WHEREAS, On April 12, 1861, the Union brought into existence by such American giants as Washington, Jefferson, Franklin, Adams and Madison, forged in the crucible of the blood and fire of the Revolution, came to an end. The bombardment which reduced Fort Sumter to rubble marked the death of the original American experiment in democracy. Four years later, on April 9, 1865, at Appomattox Court House, Virginia, the greatest war in American history came to an end, but the ante bellum Union was as much a victim of this watershed conflict as any of its more than 600,000 casualties.
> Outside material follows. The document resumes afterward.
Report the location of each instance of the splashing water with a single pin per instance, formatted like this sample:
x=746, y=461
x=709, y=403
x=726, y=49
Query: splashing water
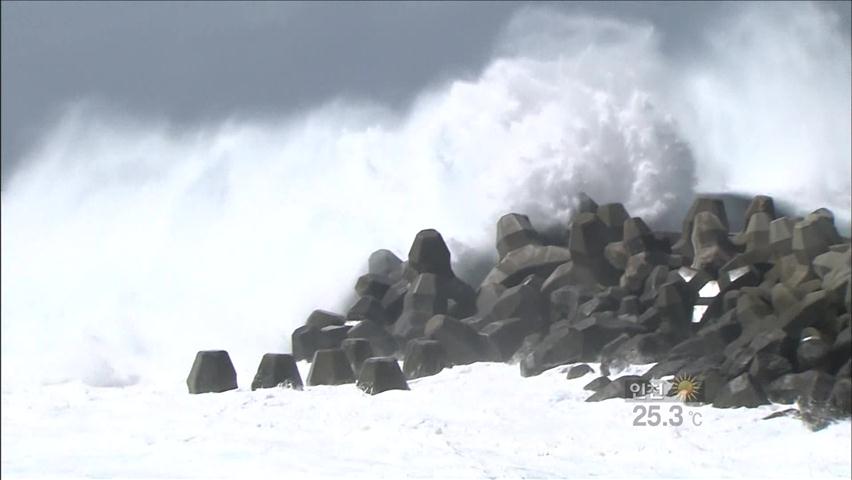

In truth, all American history either points to the Civil War or is a consequence of that apocalyptic struggle; and
WHEREAS, Long before it broke away from Great Britain, America was a country cursed with the evil of slavery, and even after the Revolution, the United States more closely resembled two nations than one. The passage of time served only to widen the chasm between North and South, and while other social and economic factors also divided these areas of the country, it was the spectre of human bondage that came to dominate the intellectual, political, and moral attention of the nation. In an irony of historic proportions, the defenders of the "Peculiar Institution" increasingly came to see themselves, and their region of the country, as chronic, subjugated victims of the growing political and economic strength of their northern brethren; and
WHEREAS, The nation which emerged from the Civil War would never again face such monstrous sectional strife as its people finally came to see themselves, first and foremost, as citizens of the nation, and no longer primarily identified themselves with their native states. Second only to the abolition of slavery, this realization of national union was the greatest positive consequence of the conflict; and
WHEREAS, Modern America is a country which all too often takes its past and its freedoms for granted. It is important, therefore, for this nation's history to transcend being bound in books; it must also live in the hearts and imaginations of its people. Rhode Island, and all of the United States, owe a great debt of gratitude to organizations such as the Ladies Auxiliary of the Sons of Union Veterans of the Civil War for making history come alive in ways that illustrate that it is an integral part of all of our lives; and
WHEREAS, Created "To carry on the work of the Grand Army of the Republic," the Ladies Auxiliary of the Sons of Union Veterans of the Civil War came into being seventy-five years ago to make Rhode Islanders aware of the deeds and services of the Ocean State's Civil War veterans to the state and nation; and
WHEREAS, Visiting area schools to hand out flags, doing charitable works, and offering living history re-creations, such as the organization's April 5, 1997 Annual Appomattox Day Encampment, the Ladies Auxiliary of the Sons of Union Veterans of the Civil War is a patriotic organization dedicated to the vital task of preserving the living history of Rhode Island and the United States; now, therefore, be it
RESOLVED, That this House of Representatives of the State of Rhode Island and Providence Plantations hereby commemorates the 75th Anniversary of the Ladies Auxiliary of the Sons of Union Veterans of the Civil War, and honors its loyal and devoted members for keeping alive the spirit and importance of this crucial time in our history; and be it further
RESOLVED, That the Secretary of State be and he hereby is authorized and directed to transmit a duly certified copy of this resolution to Mary Mierka, President of the Ladies Auxiliary of the Sons of Union Veterans of the Civil War.